The only significant differences between the 2 groups were sex (P = 0.02) and duration of clinical signs (P = 0.01), with the GIFBO group having had a higher proportion of male dogs and a slightly longer duration of clinical signs prior to presentation (Table 1). Neither of these findings were considered to be clinically relevant regarding SNAP cPL test results. The combined population was analyzed for clinical association with abnormal SNAP cPL test results (Table 4). Older patient age was significantly (P = 0.01) associated with an abnormal SNAP cPL test result.

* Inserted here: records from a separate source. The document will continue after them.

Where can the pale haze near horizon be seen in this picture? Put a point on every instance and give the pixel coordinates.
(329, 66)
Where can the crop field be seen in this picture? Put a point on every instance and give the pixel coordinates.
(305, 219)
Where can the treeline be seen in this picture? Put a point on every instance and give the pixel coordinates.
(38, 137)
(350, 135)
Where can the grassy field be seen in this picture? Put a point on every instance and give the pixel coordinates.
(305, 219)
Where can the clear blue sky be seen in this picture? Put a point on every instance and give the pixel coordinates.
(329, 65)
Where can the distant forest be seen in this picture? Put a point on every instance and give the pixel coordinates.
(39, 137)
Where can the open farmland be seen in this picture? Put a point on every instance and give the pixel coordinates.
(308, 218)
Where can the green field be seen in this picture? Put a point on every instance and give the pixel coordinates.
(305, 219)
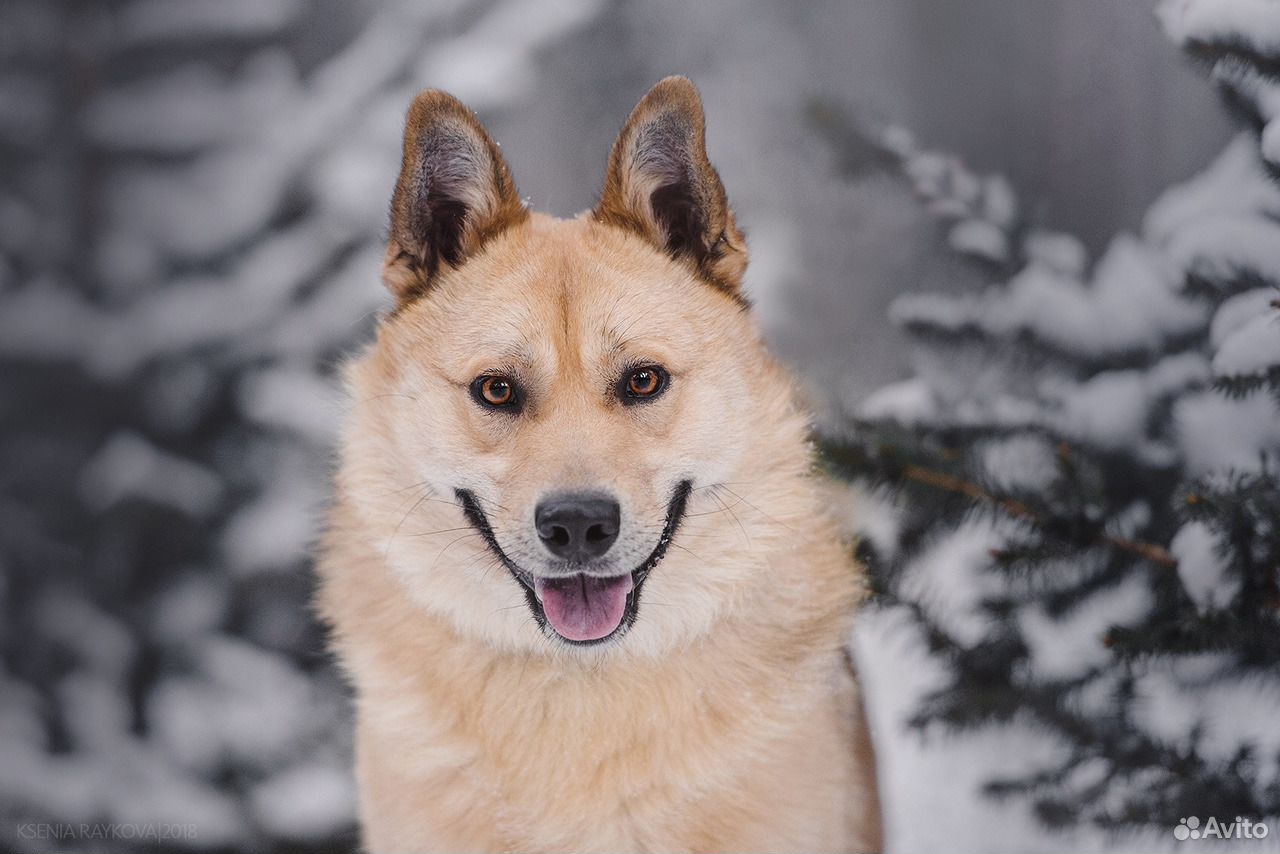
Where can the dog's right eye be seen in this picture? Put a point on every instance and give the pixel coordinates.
(496, 392)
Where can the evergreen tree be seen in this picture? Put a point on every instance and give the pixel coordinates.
(1086, 471)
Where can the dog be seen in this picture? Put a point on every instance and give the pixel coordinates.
(577, 565)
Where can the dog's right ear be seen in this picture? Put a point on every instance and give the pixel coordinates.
(455, 192)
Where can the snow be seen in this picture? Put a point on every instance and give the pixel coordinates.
(305, 802)
(1251, 348)
(1056, 251)
(1252, 22)
(1202, 566)
(95, 639)
(981, 238)
(128, 466)
(1233, 185)
(1130, 304)
(909, 402)
(950, 579)
(245, 704)
(274, 530)
(155, 21)
(1219, 433)
(1068, 645)
(1233, 711)
(193, 106)
(1112, 409)
(1019, 462)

No other variables were associated with test results.

Table 4

Comparison of population variables for all 50 dogs described in Table 1, grouped on the basis of whether dogs had an abnormal versus normal SNAP cPL test result.

Variable Dogs with abnormal SNAP cPL results (n = 7) Dogs with normal SNAP cPL results (n = 43) P value
Age (y) 9.0 (1.0–11.4) 4.0 (0.25–13.0) 0.01
Body weight (kg) 27.3 (4.3–41.8) 15.7 (2.1–56.0) 0.52
Sex 0.87
 No. of males 4 26
 No. of females 3 17
Duration of clinical signs (d) 2 (1–21) 2 (1–14) 0.71
Laboratory values
 Leukocytes (X 103 cells/μL) 14,550 (9,010–21,090) 13,390 (1,300–46,300) 0.78
 Neutrophils (X 103 cells/μL) 11,169 (6,834–6,940) 10,815 (208–40,281) 0.66
 Monocytes (X 103 cells/μL) 918 (320–1,887) 649 (148–3,392) 0.38
 Thrombocytes (X 103 platelets/μL) 271 (194–507) 284 (129–576) 0.82
 Alkaline phosphatase (U/L) 94 (21–327) 69 (9–3,854) 0.72
 Alanine aminotransferase (U/L) 57 (16–190) 63 (11–1,052) 0.96
 BUN (mg/dL) 13 (6–26) 15 (5–81) 0.65
 Creatinine (mg/dL) 0.9 (0.5–1.2) 0.9 (0.2–3.1) 0.56
 Total protein (g/dL) 6.5 (4.7–7.7) 6.4 (2.7–8.0) 0.90
 Albumin (g/dL) 3.0 ± 0.4 3.2 ± 0.5 0.12
 Globulin (g/dL) 3.1 (2.2–4.8) 3.0 (1.0–4.8) 0.57

See Table 1 for key.

Discussion

To our knowledge, the present study was the first to specifically evaluate SNAP cPL test results in a canine GIFBO population and assess whether abnormal test results are more common in dogs with GIFBO, compared with dogs without GIFBO. An abnormal SNAP cPL test result was found in only 12% (3/25) of dogs in the GIFBO group, which did not significantly differ from the non-GIFBO control group (4/25 [16%]). On the basis of these findings, we rejected our initial hypothesis.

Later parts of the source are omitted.